What goes around comes back around: Life narratives and the significance of the past in Donna Leon's Death at La Fenice.
Author information
- University of Lleida, Department of English, Universitat de Lleida, Plaça Víctor Siurana n° 1, 25003 Lleida, Catalunya, Spain. Electronic address: edominguez@dal.udl.cat.
Abstract
This paper examines the life narratives of characters in Donna Leon's much-celebrated novel Death at La Fenice (1992). In the first of her Brunetti mystery series, Commissario Guido Brunetti investigates the death of the renowned conductor Helmut Wellauer, poisoned during a performance of La Traviata at La Fenice. As his investigation progresses, Brunetti discovers dark secrets in the past of the acclaimed Maestro, revealing his dishonesty and cruelty, but, most shockingly, his involvement in a horrendous case of child abuse and death by neglect.
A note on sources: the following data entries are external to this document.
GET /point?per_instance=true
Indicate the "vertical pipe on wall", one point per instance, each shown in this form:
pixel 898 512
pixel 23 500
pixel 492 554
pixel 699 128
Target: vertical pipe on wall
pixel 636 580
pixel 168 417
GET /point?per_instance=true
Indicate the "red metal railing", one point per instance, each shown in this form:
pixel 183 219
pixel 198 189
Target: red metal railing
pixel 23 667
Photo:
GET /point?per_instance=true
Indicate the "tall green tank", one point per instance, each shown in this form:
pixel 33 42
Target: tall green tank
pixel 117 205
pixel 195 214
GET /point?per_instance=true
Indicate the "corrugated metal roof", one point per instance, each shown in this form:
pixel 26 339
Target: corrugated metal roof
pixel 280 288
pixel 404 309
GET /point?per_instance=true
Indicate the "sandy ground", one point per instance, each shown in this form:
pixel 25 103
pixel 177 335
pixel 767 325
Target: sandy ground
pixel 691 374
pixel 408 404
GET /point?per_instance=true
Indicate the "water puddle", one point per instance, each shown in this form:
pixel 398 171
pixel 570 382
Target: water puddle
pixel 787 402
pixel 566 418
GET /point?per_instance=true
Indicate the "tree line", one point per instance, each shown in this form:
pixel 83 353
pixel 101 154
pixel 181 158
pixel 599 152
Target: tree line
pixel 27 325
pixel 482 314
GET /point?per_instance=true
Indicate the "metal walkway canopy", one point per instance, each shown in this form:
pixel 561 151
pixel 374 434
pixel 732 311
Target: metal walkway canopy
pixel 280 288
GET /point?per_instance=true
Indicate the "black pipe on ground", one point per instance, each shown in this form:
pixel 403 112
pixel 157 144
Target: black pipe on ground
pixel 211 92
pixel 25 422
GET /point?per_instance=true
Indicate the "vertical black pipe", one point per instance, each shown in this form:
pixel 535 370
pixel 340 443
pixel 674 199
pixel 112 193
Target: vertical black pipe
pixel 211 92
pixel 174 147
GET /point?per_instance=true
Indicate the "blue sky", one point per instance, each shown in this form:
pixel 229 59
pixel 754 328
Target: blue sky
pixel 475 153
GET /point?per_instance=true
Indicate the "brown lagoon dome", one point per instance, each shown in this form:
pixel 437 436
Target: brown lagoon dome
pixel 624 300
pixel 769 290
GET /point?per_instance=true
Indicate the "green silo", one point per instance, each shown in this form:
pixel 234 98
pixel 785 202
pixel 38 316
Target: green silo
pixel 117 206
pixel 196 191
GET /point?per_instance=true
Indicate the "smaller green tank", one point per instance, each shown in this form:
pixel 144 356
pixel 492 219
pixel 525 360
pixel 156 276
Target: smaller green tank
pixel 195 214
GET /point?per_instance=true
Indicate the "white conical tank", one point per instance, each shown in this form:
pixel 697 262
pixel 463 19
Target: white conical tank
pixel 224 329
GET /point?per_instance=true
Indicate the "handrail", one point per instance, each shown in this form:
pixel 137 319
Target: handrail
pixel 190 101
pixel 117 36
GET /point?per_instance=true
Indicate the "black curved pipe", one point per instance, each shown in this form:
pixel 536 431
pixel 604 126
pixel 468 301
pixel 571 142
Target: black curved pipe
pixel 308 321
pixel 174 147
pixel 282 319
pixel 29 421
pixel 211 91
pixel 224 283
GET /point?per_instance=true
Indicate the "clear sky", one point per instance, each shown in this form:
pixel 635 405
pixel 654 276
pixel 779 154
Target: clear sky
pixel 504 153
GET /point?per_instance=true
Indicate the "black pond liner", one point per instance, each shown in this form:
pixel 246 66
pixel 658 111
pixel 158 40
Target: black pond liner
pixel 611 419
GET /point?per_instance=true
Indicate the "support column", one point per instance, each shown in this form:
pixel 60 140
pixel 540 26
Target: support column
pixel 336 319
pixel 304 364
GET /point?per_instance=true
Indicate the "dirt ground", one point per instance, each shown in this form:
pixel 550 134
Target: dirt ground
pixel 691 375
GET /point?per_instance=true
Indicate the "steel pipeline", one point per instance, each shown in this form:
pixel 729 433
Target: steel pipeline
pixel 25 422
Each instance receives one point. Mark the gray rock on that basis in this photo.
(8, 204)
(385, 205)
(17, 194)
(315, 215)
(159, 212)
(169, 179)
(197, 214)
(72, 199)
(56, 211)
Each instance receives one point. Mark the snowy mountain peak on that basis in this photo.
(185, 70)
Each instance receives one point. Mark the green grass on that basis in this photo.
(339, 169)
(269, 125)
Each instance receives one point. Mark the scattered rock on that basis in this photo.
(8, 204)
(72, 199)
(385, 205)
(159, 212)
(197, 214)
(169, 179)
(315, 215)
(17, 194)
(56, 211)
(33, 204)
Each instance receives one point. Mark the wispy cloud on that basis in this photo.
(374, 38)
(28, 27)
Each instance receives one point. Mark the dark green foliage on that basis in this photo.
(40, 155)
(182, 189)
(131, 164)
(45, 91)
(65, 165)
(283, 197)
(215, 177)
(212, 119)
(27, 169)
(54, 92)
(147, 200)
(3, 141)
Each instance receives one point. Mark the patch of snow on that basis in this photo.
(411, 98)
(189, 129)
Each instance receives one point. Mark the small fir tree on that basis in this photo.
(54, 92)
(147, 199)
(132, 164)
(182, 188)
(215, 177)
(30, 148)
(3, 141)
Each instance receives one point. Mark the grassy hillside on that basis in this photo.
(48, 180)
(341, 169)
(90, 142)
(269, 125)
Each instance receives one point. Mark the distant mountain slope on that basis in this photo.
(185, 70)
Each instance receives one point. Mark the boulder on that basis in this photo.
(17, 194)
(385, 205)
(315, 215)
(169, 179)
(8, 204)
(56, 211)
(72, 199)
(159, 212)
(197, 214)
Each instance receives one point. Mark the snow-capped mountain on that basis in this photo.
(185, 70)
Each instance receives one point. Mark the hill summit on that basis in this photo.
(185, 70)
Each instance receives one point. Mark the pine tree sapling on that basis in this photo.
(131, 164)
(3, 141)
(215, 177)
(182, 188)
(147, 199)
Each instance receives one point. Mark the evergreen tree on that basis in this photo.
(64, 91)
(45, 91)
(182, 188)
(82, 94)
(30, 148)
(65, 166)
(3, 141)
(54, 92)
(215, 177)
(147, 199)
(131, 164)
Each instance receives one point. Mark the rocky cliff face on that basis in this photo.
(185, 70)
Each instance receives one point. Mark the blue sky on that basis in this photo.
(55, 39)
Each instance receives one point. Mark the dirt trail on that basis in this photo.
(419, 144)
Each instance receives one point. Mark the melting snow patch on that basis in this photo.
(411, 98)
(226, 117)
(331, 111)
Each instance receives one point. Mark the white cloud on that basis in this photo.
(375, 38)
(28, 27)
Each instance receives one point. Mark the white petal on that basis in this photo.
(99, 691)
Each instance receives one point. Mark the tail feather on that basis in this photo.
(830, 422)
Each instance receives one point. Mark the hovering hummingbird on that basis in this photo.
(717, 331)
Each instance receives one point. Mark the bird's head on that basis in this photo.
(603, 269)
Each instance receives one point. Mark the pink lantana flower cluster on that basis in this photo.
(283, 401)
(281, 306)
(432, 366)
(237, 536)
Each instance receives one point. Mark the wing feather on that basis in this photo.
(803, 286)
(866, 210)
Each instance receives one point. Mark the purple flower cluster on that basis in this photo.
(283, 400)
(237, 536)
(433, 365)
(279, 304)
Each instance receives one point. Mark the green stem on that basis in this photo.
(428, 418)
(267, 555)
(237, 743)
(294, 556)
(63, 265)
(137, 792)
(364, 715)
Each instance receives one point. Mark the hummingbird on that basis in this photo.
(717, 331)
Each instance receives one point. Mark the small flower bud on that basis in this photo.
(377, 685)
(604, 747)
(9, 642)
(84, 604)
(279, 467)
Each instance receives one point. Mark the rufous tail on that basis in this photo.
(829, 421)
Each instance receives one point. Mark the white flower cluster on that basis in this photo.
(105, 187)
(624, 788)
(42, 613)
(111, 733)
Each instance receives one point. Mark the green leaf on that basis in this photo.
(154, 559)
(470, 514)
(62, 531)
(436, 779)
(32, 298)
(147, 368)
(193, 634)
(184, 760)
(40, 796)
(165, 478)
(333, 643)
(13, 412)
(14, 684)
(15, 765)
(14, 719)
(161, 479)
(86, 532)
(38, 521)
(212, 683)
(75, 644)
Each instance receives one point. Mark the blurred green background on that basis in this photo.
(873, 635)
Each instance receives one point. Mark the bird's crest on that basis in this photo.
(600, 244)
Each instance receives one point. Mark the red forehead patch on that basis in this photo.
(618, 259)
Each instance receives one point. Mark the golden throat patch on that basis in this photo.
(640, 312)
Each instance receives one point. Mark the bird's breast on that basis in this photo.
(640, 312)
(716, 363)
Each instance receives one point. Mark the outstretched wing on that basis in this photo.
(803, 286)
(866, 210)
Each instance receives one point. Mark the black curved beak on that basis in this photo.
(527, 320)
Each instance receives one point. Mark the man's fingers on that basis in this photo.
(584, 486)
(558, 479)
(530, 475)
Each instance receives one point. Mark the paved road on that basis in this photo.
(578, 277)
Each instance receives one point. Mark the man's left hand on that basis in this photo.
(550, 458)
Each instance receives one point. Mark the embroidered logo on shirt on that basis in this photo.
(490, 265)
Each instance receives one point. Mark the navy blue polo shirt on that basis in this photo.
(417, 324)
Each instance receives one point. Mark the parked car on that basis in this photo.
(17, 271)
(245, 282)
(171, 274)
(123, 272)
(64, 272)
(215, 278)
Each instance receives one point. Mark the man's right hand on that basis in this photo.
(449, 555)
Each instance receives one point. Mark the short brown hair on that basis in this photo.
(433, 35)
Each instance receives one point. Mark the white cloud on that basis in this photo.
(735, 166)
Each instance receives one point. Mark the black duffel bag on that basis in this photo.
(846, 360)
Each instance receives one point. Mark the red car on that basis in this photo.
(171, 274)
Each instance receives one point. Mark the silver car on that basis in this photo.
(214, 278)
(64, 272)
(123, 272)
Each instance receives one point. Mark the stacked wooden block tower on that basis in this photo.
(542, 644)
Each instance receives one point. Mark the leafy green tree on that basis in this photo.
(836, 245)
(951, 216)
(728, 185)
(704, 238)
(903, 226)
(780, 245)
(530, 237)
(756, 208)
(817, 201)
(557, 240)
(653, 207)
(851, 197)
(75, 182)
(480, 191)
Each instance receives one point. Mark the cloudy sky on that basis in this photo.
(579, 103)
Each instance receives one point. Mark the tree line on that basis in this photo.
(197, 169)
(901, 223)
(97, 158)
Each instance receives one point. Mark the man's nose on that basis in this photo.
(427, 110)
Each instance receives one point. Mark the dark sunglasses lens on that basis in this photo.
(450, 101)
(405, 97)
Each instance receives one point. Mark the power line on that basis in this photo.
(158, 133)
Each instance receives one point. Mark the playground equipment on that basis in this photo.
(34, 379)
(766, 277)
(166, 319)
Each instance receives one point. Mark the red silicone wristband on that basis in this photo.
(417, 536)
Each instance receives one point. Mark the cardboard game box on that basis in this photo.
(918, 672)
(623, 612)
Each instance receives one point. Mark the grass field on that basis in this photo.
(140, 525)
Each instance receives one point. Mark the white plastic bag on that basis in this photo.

My analysis will address the role of memory and the significance of the past for the present, as the tragic experiences of the Santina sisters in the 1930s become intertwined with those of Wellauer's present wife Elizabeth and her daughter Alexandra. Using literary theory and cultural gerontology as methodological tools, this paper will explore Leon's portrait of the aging process: Wellauer's lack of remorse for his past sins and his inability to cope with impending deafness will be contrasted with the painful account by Wellauer's former lover, the once famous soprano Clemenza Santina, whose narrative response to her traumatic experience renders the past more alive than the present. The significance of memory, as well as the crucial role of life narratives in the personal and cultural construction of identity, will be addressed to interrogate the ways in which our perception of aging can be enriched by literary studies.